Risks and Rewards of Google's Improving Security
Nation-state threats continue to pose risks to national security. In an effort to mitigate those attacks, Google continues to improve its security tools to better detect and respond to state-sponsored threats, particularly with regard to protecting political campaigns and local, state and national elections.
In “An Update of State-Sponsored Activity” published 23 August, Kent Walker, SVP of Google’s global affairs, wrote that its threat analysis group has been working with its partners at Jigsaw and the Google Trust & Safety team to identify bad actors, disable their accounts, warn users and share intelligence – both with other companies and law enforcement officials.

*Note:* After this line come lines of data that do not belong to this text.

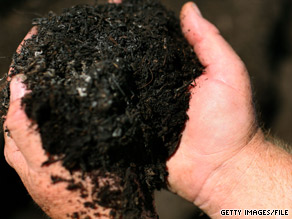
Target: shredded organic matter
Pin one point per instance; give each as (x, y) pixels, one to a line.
(109, 93)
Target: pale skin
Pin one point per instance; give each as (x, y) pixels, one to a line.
(223, 160)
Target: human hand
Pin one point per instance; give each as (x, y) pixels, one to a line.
(222, 122)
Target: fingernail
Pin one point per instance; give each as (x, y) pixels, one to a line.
(196, 9)
(17, 88)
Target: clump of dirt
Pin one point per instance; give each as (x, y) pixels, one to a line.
(109, 93)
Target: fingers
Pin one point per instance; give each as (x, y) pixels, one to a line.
(219, 59)
(25, 135)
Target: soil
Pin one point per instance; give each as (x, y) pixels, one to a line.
(109, 92)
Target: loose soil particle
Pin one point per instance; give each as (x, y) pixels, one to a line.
(109, 93)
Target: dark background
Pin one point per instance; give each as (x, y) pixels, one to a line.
(260, 31)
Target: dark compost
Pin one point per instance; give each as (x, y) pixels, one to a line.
(109, 93)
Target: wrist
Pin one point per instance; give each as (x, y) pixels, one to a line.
(257, 177)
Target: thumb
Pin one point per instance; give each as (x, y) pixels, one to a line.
(23, 132)
(216, 55)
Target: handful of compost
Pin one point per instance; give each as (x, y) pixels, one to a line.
(109, 94)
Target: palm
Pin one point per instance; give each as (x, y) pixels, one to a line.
(221, 116)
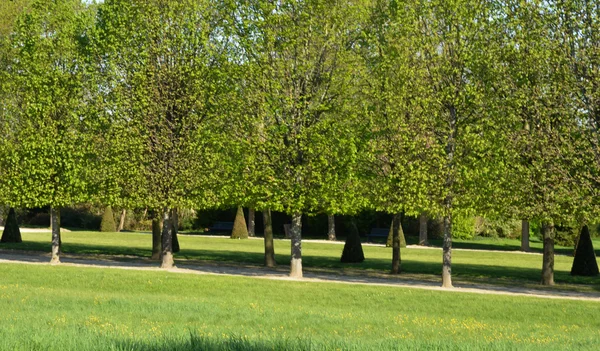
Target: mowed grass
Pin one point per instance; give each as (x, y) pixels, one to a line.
(72, 308)
(468, 266)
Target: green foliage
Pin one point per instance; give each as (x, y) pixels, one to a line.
(108, 221)
(390, 240)
(497, 228)
(240, 230)
(11, 232)
(585, 262)
(463, 227)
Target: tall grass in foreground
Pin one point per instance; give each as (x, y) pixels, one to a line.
(72, 308)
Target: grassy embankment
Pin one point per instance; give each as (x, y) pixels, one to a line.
(504, 268)
(73, 308)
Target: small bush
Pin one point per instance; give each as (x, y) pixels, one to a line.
(108, 221)
(240, 230)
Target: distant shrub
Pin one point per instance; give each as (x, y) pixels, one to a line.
(108, 221)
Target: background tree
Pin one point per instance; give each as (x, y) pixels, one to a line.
(168, 85)
(298, 64)
(45, 117)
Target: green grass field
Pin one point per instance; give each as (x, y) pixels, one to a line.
(481, 267)
(72, 308)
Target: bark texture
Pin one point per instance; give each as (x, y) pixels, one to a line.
(11, 233)
(56, 242)
(296, 233)
(423, 229)
(175, 221)
(548, 258)
(251, 222)
(396, 224)
(269, 248)
(167, 241)
(447, 253)
(525, 236)
(156, 236)
(122, 220)
(331, 227)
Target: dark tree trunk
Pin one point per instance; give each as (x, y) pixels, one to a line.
(396, 260)
(296, 232)
(331, 227)
(167, 240)
(175, 219)
(447, 246)
(269, 247)
(56, 242)
(548, 258)
(251, 222)
(525, 236)
(156, 236)
(11, 233)
(122, 220)
(423, 229)
(447, 253)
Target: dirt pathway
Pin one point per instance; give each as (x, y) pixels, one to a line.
(13, 257)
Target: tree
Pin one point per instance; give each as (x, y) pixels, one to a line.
(165, 95)
(353, 252)
(11, 232)
(45, 114)
(108, 221)
(298, 73)
(239, 231)
(584, 262)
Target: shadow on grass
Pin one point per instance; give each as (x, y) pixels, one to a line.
(497, 274)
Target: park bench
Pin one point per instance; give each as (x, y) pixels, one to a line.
(221, 227)
(378, 233)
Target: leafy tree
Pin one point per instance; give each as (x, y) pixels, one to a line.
(44, 117)
(166, 95)
(298, 79)
(239, 231)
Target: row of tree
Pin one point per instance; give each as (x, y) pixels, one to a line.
(455, 107)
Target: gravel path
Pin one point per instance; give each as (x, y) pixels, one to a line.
(14, 257)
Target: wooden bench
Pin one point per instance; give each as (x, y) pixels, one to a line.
(221, 227)
(378, 233)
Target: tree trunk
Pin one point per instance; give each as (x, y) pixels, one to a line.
(251, 222)
(122, 220)
(423, 229)
(525, 236)
(548, 258)
(167, 240)
(296, 233)
(56, 242)
(269, 248)
(396, 223)
(331, 227)
(175, 221)
(156, 237)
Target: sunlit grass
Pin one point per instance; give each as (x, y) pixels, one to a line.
(504, 267)
(72, 308)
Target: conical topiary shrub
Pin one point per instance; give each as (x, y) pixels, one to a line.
(353, 252)
(584, 262)
(240, 230)
(108, 221)
(389, 242)
(11, 233)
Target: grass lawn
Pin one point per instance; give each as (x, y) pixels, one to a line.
(504, 268)
(72, 308)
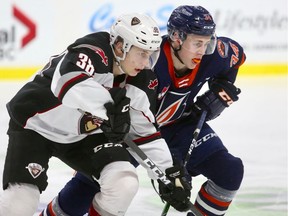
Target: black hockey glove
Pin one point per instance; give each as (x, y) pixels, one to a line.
(222, 94)
(118, 123)
(179, 196)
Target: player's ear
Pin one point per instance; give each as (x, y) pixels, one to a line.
(175, 39)
(118, 49)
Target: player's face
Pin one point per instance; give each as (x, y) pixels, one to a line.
(193, 49)
(136, 60)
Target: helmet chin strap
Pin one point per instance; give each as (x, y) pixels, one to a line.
(176, 52)
(118, 59)
(119, 66)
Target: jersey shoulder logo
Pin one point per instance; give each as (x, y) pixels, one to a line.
(97, 50)
(153, 84)
(222, 48)
(34, 169)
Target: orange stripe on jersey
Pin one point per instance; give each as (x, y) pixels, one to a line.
(179, 82)
(50, 209)
(213, 200)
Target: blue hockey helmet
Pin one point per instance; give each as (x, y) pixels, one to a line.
(188, 19)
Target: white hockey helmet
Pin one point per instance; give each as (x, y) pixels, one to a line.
(137, 30)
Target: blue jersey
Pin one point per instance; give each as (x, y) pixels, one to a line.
(175, 95)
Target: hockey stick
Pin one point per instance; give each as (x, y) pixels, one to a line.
(188, 155)
(156, 170)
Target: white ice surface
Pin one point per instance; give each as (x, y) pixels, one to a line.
(254, 128)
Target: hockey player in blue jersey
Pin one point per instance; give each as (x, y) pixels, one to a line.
(191, 55)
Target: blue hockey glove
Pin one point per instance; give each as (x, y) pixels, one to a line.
(179, 196)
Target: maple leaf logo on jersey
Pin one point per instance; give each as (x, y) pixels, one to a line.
(153, 84)
(102, 54)
(35, 169)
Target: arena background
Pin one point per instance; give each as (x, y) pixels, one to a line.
(255, 128)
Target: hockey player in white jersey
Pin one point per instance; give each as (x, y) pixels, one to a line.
(79, 108)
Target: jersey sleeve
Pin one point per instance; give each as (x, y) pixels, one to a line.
(231, 55)
(80, 79)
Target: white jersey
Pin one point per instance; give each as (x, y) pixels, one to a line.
(65, 100)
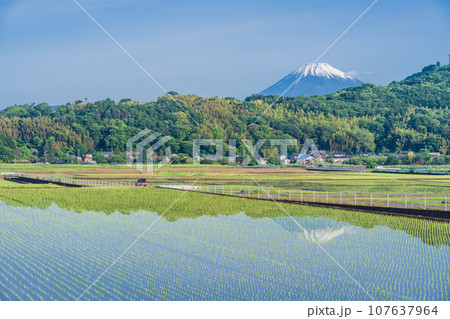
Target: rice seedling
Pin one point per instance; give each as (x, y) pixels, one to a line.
(55, 244)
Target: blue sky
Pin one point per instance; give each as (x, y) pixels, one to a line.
(51, 51)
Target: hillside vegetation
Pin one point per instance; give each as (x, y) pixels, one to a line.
(412, 114)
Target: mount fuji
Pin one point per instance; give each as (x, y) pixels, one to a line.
(312, 79)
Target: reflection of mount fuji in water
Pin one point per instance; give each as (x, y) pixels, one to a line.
(315, 230)
(324, 235)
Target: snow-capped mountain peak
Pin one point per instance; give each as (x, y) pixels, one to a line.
(323, 70)
(312, 79)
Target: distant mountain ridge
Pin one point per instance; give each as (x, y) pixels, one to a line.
(411, 114)
(312, 79)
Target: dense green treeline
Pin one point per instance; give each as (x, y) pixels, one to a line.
(412, 114)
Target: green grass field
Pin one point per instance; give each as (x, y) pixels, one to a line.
(364, 182)
(193, 205)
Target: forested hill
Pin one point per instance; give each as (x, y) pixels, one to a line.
(410, 114)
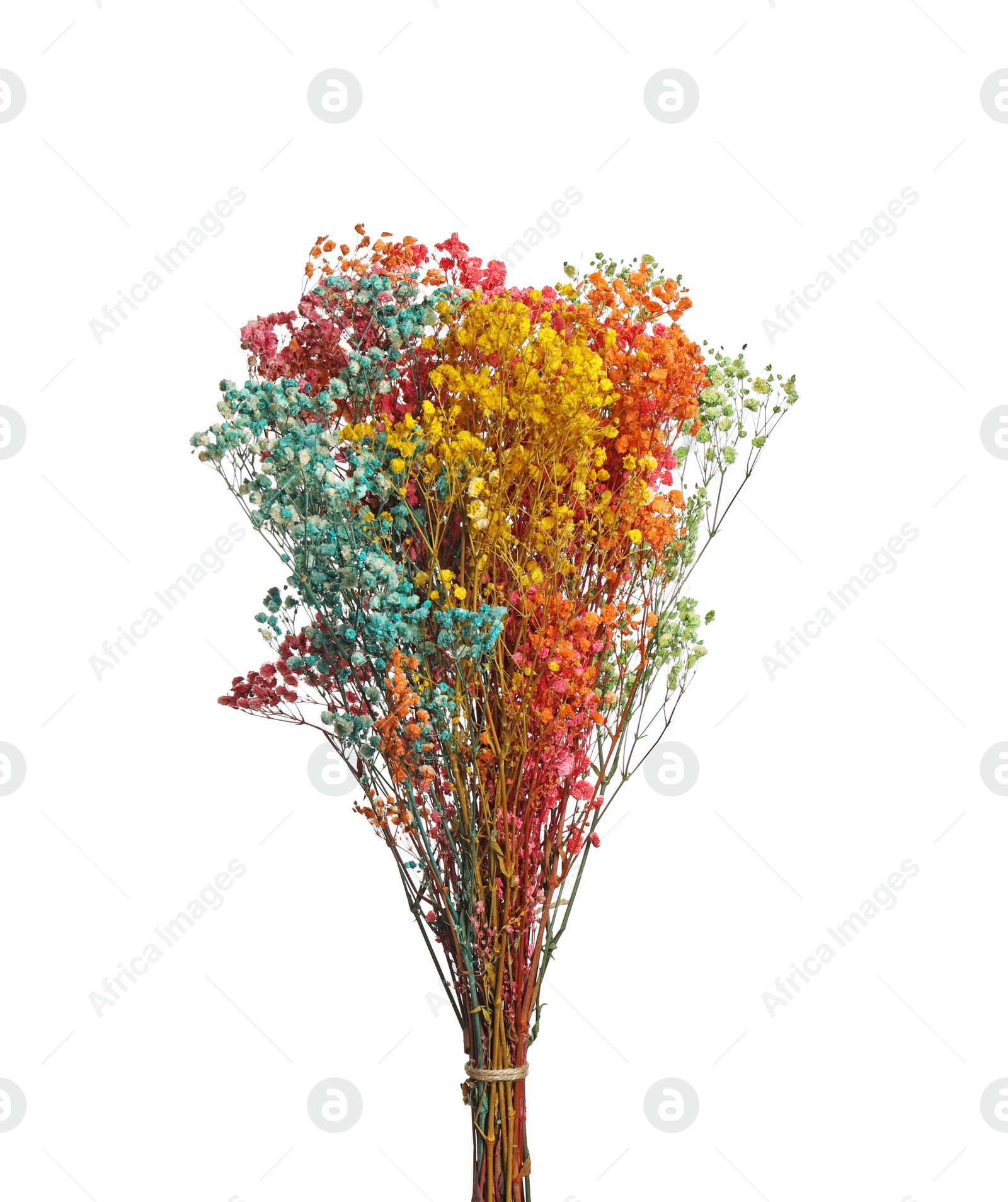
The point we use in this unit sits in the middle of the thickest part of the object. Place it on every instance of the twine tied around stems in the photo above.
(475, 1073)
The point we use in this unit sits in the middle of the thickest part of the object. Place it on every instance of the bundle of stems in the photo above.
(488, 503)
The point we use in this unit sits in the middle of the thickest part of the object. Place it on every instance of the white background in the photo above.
(859, 755)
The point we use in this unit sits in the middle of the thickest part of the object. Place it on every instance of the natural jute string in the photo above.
(518, 1073)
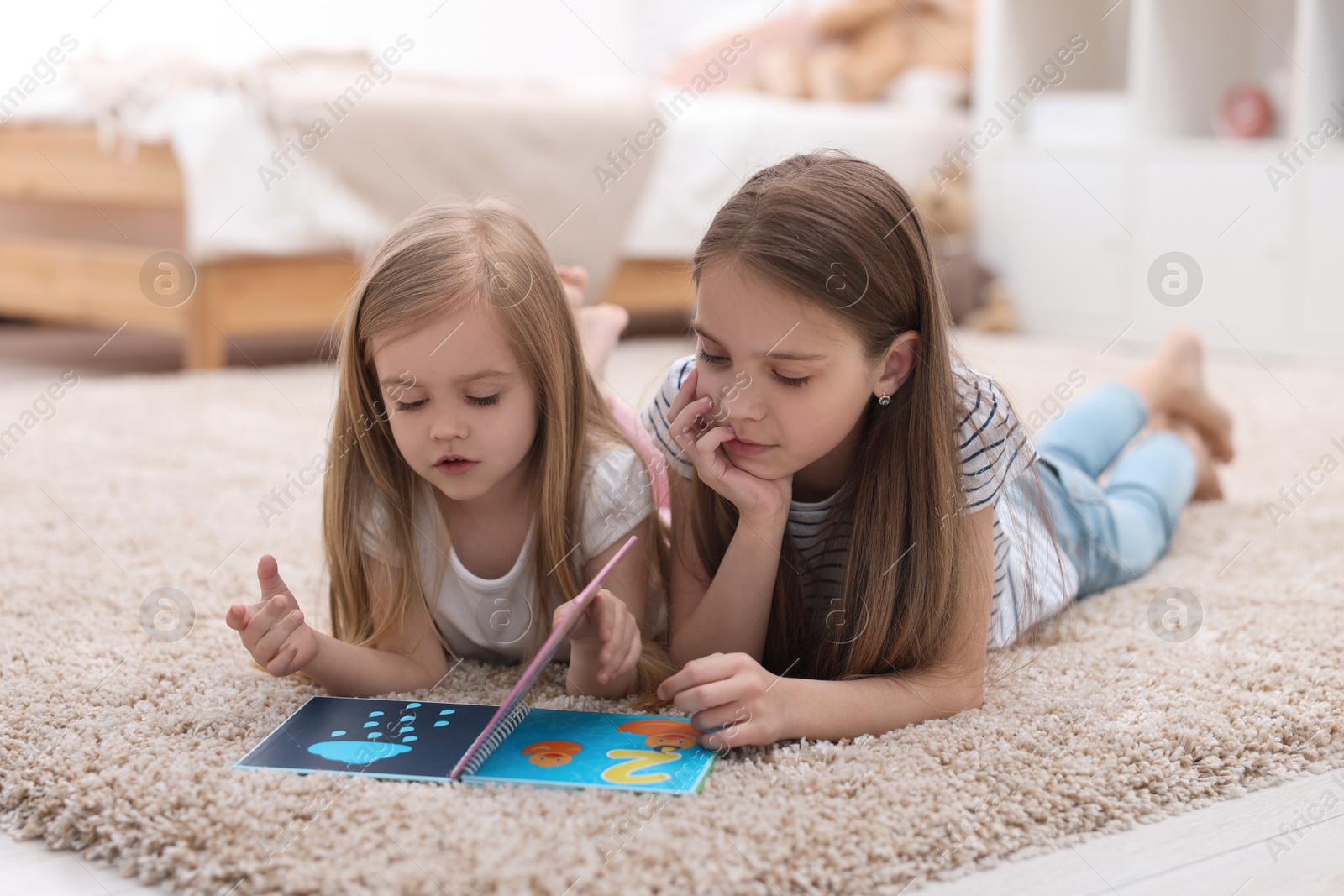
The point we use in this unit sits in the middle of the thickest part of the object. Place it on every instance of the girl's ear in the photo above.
(900, 362)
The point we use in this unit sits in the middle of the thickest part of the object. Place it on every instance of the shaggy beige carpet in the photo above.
(120, 746)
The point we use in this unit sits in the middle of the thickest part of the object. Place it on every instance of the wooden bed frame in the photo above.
(78, 223)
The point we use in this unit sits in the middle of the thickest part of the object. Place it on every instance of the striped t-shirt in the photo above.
(995, 452)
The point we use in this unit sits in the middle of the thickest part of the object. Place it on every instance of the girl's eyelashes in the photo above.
(472, 399)
(792, 382)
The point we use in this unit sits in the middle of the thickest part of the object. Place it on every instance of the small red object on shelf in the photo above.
(1247, 112)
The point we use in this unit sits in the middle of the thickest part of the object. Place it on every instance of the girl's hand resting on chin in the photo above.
(608, 631)
(730, 689)
(702, 438)
(273, 629)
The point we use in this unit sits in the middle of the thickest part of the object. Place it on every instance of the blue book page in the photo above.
(564, 748)
(367, 736)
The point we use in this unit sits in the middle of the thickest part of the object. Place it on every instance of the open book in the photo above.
(477, 743)
(542, 747)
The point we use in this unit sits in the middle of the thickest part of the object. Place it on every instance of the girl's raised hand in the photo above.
(734, 694)
(273, 629)
(608, 631)
(701, 437)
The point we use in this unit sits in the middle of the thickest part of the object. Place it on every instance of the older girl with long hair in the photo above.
(858, 517)
(475, 479)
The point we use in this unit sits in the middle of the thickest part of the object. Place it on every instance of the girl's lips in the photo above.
(746, 449)
(456, 468)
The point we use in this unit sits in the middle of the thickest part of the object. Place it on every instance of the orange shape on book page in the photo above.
(664, 734)
(548, 754)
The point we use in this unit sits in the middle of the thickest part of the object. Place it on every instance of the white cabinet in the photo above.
(1119, 161)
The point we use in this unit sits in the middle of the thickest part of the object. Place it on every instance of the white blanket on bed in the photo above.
(391, 141)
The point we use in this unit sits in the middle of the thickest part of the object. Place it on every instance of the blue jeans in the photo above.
(1117, 531)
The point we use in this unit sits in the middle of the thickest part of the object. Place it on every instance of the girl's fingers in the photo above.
(625, 652)
(275, 638)
(269, 614)
(719, 716)
(698, 672)
(280, 664)
(632, 656)
(618, 647)
(714, 694)
(268, 575)
(685, 396)
(687, 426)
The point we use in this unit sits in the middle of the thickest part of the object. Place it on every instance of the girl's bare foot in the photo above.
(1207, 488)
(1173, 385)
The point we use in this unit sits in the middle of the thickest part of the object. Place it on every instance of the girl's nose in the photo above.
(448, 427)
(743, 406)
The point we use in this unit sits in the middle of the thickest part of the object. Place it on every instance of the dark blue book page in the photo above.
(380, 738)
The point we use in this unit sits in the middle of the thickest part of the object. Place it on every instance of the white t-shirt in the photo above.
(995, 450)
(490, 618)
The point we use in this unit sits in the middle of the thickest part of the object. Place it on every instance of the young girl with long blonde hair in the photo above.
(475, 479)
(857, 516)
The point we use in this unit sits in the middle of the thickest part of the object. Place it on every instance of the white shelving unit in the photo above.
(1120, 161)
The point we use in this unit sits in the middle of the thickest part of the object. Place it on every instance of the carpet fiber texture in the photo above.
(120, 746)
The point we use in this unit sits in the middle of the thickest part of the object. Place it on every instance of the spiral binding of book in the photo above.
(504, 730)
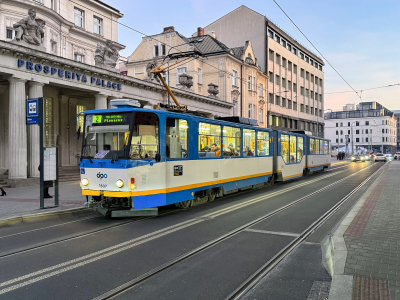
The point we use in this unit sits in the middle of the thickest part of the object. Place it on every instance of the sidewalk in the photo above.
(25, 200)
(371, 238)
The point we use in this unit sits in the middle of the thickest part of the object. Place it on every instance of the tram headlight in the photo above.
(119, 183)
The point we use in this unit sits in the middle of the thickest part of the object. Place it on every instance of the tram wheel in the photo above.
(211, 195)
(185, 204)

Three specific areas of work that Google has focused on include “state-sponsored phishing attacks, technical attribution of a recently reported influence campaign from Iran and detection and termination of activity on Google properties.” To that end, Gmail users recently received a notification from Google alerting them to take immediate action against government-back attackers who may have been attempting to steal passwords.
“Google’s efforts to track and terminate deceptive campaigns of influence run by inauthentic nation-state actors is a step in the right direction. Deception is one of the most effective and pernicious cyber-threats facing Americans and democracy today,” said Rick Moy, chief marketing officer at Acalvio.
“This coordinated action with other security organizations should be welcomed. While some may characterize this as censorship, the evidence presented in the reports is transparent and open to vetting and analysis by the broader community.”
Yet not all experts in the security industry welcome these types of coordinated efforts.“Everyone appreciates any action taken to prevent any interference with the US political process. However, we must be careful that private actions done outside of the appropriate legal framework doesn't result in exactly the opposite results that those actions were trying to protect against,” said Joseph Kucic, chief security officer at Cavirin.
“There should be a governmental process implemented, similar to a FISA court, where appropriate oversight is in place prior to private companies taking actions against perceived bad actors (individuals and/or companies).”